![simple_rag1](simple_rag1.png)

In [23]:
corpus_of_documents = [
    "Take a leisurely walk in the park and enjoy the fresh air.",
    "Visit a local museum and discover something new.",
    "Attend a live music concert and feel the rhythm.",
    "Go for a hike and admire the natural scenery.",
    "Have a picnic with friends and share some laughs.",
    "Explore a new cuisine by dining at an ethnic restaurant.",
    "Take a yoga class and stretch your body and mind.",
    "Join a local sports league and enjoy some friendly competition.",
    "Attend a workshop or lecture on a topic you're interested in.",
    "Visit an amusement park and ride the roller coasters."
]

In [2]:
def jaccard_similarity(query, document):
    query = query.lower().split(" ")
    document = document.lower().split(" ")
    intersection = set(query).intersection(set(document))
    union = set(query).union(set(document))
    return len(intersection)/len(union)

In [3]:
def return_response(query, corpus):
    similarities = []
    for doc in corpus:
        similarity = jaccard_similarity(user_input, doc)
        similarities.append(similarity)
    return corpus_of_documents[similarities.index(max(similarities))]

In [4]:
user_prompt = "What is a leisure activity that you like?"


In [5]:
user_input = "I like to hike"

In [6]:
return_response(user_input, corpus_of_documents)

'Go for a hike and admire the natural scenery.'

![simple_rag2](simple_rag2.png)

In [7]:
user_input = "I don't like to hike"

In [8]:
return_response(user_input, corpus_of_documents)
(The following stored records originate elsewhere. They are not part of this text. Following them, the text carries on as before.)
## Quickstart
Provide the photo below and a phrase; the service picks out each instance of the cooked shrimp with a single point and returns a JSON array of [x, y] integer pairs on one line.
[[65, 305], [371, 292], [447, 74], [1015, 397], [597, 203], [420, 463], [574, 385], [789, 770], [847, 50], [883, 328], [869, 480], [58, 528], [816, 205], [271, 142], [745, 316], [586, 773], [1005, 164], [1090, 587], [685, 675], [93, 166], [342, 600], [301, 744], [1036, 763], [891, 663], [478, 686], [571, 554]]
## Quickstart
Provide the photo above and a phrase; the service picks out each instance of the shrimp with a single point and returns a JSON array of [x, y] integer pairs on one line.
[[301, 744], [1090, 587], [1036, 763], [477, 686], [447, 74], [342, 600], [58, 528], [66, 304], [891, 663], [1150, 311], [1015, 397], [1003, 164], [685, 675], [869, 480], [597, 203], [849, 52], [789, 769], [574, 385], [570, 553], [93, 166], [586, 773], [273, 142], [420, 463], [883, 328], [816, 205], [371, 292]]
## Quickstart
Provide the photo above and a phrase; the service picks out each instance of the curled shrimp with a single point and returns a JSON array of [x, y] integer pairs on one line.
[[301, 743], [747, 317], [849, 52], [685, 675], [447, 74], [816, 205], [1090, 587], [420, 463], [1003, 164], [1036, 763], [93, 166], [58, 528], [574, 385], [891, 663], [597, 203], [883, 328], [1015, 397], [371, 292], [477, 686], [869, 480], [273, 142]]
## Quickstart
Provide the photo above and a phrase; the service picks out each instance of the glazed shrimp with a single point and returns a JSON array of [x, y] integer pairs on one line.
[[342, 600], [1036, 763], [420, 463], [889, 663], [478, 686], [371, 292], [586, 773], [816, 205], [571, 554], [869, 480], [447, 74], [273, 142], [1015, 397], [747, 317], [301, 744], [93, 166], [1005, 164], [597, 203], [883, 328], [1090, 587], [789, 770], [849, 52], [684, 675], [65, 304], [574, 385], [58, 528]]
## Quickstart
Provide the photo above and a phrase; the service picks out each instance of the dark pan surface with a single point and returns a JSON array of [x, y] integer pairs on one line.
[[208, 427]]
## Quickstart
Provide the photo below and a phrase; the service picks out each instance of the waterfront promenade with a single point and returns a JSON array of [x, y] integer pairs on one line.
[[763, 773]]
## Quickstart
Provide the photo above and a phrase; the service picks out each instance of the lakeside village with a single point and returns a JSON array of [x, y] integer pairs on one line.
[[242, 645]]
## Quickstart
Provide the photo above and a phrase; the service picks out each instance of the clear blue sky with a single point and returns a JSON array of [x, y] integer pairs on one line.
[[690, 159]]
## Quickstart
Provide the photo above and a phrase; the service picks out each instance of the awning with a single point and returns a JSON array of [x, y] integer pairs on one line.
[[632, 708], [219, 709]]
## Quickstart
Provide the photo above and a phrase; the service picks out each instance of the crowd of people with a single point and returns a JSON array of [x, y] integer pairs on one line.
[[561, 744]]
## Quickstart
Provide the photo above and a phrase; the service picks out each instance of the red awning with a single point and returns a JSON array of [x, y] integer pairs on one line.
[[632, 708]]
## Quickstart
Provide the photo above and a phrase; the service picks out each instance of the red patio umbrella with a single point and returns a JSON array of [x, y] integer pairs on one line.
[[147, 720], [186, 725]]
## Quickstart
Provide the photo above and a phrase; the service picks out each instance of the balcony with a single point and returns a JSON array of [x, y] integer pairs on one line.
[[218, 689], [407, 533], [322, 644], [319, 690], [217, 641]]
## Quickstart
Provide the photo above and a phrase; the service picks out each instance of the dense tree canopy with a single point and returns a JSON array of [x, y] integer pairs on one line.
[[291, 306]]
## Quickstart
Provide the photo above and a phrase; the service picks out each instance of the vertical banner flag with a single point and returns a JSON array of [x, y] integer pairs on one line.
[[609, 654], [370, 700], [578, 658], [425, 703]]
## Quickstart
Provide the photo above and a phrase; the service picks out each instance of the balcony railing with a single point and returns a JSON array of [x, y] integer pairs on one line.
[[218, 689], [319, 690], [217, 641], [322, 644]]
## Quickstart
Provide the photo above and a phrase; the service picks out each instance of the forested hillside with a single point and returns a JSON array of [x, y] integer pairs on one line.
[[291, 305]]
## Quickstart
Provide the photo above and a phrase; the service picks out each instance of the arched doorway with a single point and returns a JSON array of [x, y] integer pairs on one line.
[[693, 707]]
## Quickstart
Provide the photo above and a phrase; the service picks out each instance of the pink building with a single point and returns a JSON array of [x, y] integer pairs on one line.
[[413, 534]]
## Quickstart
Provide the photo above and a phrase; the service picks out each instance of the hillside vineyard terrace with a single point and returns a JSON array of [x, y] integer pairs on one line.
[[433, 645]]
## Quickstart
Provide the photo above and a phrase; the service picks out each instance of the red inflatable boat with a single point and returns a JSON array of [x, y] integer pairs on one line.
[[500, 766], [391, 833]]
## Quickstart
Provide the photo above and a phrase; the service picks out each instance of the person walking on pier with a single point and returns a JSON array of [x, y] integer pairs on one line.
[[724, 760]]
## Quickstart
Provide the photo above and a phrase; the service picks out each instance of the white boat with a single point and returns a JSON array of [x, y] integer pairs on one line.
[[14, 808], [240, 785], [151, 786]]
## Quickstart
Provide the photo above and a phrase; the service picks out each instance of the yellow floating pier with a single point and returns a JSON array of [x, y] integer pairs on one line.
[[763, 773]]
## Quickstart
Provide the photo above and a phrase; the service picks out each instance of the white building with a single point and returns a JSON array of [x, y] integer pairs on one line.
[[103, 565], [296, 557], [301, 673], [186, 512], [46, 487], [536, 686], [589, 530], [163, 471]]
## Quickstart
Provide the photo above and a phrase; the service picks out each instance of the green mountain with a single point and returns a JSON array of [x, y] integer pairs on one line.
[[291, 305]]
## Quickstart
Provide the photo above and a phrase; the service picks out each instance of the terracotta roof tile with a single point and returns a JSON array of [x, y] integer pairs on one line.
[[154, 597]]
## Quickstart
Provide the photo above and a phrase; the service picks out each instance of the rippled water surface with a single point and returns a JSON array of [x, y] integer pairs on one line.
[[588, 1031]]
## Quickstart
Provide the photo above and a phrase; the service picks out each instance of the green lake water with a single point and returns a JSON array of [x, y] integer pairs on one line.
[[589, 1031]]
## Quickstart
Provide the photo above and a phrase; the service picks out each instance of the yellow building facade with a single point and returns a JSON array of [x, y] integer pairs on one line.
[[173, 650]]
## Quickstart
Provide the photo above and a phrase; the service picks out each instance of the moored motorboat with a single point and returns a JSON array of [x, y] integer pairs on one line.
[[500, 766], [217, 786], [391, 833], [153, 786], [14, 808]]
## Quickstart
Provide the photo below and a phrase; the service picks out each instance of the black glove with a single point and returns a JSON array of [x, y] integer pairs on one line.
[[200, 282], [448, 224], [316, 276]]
'Go for a hike and admire the natural scenery.'

# Adding in a LLM #
To do this, we're going to use ollama to get up and running with an open source LLM on our local machine. We could just as easily use OpenAI's gpt-4 or Anthropic's Claude but for now, we'll start with the open source llama2 from Meta AI.

In [9]:
import requests
import json

In [22]:
user_input = "I like to hike"
relevant_document = return_response(user_input, corpus_of_documents)
full_response = []
# https://github.com/jmorganca/ollama/blob/main/docs/api.md
prompt = """
You are a bot that makes recommendations for activities. You answer in very short sentences and do not include extra information.
This is the recommended activity: {relevant_document}
The user input is: {user_input}
Compile a recommendation to the user based on the recommended activity and the user input.
"""

url = 'http://localhost:11434/api/generate'
data = {
    "model": "llama2",
    "prompt": prompt.format(user_input=user_input, relevant_document=relevant_document)
}
headers = {'Content-Type': 'application/json'}
response = requests.post(url, data=json.dumps(data), headers=headers, stream=True)
try:
    count = 0
    for line in response.iter_lines():
        # filter out keep-alive new lines
        # count += 1
        # if count % 5== 0:
        #     print(decoded_line['response']) # print every fifth token
        if line:
            decoded_line = json.loads(line.decode('utf-8'))
            
            full_response.append(decoded_line['response'])
finally:
    response.close()
print(''.join(full_response))

 Great! Based on your input, I recommend going for a hike in a nearby nature preserve or park. The fresh air and beautiful scenery will be sure to lift your spirits. Enjoy your hike!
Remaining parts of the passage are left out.